- Rudolf Caracciola wins the Swiss Grand Prix in the pouring rain
- Richard Seaman takes second place after an exciting duel, Manfred von Brauchitsch is third
Richard Seaman had good reason to feel extremely confident ahead of the Swiss Grand Prix which was held in Bremgarten near Berne on 21 August 1938: a member of the Mercedes-Benz works team, the British driver had won the German Grand Prix at the Nürburgring four weeks earlier. He was to start in pole position in Berne and had also logged the best time of the day. But in the heavy rain, it was Rudolf Caracciola who won; Seaman was runner-up 26 seconds later with Manfred von Brauchitsch taking third place.
In August 1938, Mercedes-Benz triumphed in every race contested by the W 154 Silver Arrows: Hermann Lang’s victory in the Coppa Ciano in Montenero was followed a week later by Rudolf Caracciola’s win in the Coppa Acerbo in Pescara. But only four races counted towards the European Championship in the 1938 season: the French, German, Swiss, and Italian Grands Prix
With the German Grand Prix over, the championship moved on to Berne where the cars were to battle it out in the course of 50 laps, representing a total distance of 364 kilometres (226 miles). Recalling the circuit, which opened in 1934, Mercedes-Benz racing manager Alfred Neubauer said: “The Bremgarten circuit, which is just outside Berne, is 7 kilometres long (4.3 miles) and one of the fastest tracks in Europe.” It was here that Rudolf Caracciola won his first Swiss Grand Prix in 1935. In 1937, the lead driver of the Mercedes-Benz team took first place ahead of Hermann Lang and Manfred von Brauchitsch in a triple triumph for the Stuttgart brand. In August 1938, he added another victory to this impressive record. Caracciola no doubt had his successes at Bremgarten in mind when he said, “Berne is my favourite circuit after the Nürburgring.”
Victory for the “Rainmaster”
In the 1938 Grand Prix, Richard Seaman started out in the lead, closely followed by Caracciola. “The wily old fox against the clever young greenhorn!” was how Alfred Neubauer summed up this exciting duel. Caracciola overtook his team-mate on lap eleven and maintained his short lead all the way to the finish: Seaman was just 26 seconds behind the winner while von Brauchitsch took third place.
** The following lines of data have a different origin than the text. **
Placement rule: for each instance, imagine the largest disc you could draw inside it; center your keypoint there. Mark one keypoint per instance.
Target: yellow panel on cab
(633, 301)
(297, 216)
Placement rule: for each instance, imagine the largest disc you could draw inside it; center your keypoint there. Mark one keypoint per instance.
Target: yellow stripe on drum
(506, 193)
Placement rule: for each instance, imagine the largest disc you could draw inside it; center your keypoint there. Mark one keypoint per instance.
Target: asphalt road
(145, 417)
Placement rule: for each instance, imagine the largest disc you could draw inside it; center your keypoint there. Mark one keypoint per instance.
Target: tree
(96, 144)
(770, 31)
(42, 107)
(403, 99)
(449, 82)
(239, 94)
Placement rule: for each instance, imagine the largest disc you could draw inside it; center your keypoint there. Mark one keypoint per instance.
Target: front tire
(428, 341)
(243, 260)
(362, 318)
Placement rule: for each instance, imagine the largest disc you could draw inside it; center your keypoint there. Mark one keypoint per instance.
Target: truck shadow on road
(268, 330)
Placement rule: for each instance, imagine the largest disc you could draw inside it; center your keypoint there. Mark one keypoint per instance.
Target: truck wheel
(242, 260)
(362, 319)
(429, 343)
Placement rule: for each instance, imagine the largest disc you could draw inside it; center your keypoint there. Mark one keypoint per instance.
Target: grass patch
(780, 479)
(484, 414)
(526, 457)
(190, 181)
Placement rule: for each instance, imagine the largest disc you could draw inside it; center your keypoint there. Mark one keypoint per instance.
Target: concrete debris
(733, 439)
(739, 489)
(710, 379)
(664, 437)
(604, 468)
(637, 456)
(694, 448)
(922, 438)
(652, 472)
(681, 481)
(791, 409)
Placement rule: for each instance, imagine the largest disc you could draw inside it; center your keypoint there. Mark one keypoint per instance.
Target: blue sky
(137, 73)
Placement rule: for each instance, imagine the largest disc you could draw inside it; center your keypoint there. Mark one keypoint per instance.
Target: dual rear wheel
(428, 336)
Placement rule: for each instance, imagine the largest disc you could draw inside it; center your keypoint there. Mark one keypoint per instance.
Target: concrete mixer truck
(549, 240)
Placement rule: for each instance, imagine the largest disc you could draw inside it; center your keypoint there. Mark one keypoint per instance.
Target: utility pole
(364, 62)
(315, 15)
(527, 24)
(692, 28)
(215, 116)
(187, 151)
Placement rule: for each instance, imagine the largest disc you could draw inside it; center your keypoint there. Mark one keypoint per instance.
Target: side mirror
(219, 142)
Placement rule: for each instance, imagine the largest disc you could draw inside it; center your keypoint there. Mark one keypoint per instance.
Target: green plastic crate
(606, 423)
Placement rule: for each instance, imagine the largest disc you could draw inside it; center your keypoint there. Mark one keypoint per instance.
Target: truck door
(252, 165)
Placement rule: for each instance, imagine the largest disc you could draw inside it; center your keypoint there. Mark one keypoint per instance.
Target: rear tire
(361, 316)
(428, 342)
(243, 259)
The race was a struggle against the elements and the circuit: “You can feel that the car wants to break away on the cobblestones like an unruly horse,” Caracciola recalled later. “I have to sense what the car wants to do before it does it and then keep it under control with steady, gentle movements. It’s not just your hands that do the steering. Your whole body feels the vehicle and keeps it in check.”
The win in Berne brought a third European Championship title within reach of Caracciola following his triumphs in 1935 and 1937: third place in the Italian Grand Prix on 11 September was all it took to secure him the 1938 title, too. Many years later, however, it was also the Bremgarten circuit that put an end to the motor racing career of Rudolf Caracciola, Germany’s outstanding racing driver. That career, which started in the days of the Mercedes-Benz supercharged cars at the end of the 1920s and which will always be associated with the first Silver Arrows era in the 1930s, ended with a serious accident during the Berne Prize race for sports cars in 1952. Caracciola suffered serious injuries when his Mercedes-Benz 300 SL racing sports car (W 194) ran off the track and collided with a tree. But his victory in 1938 was one of the great sporting successes of this exceptional driver, not to mention the Mercedes-Benz brand and its legendary Silver Arrows.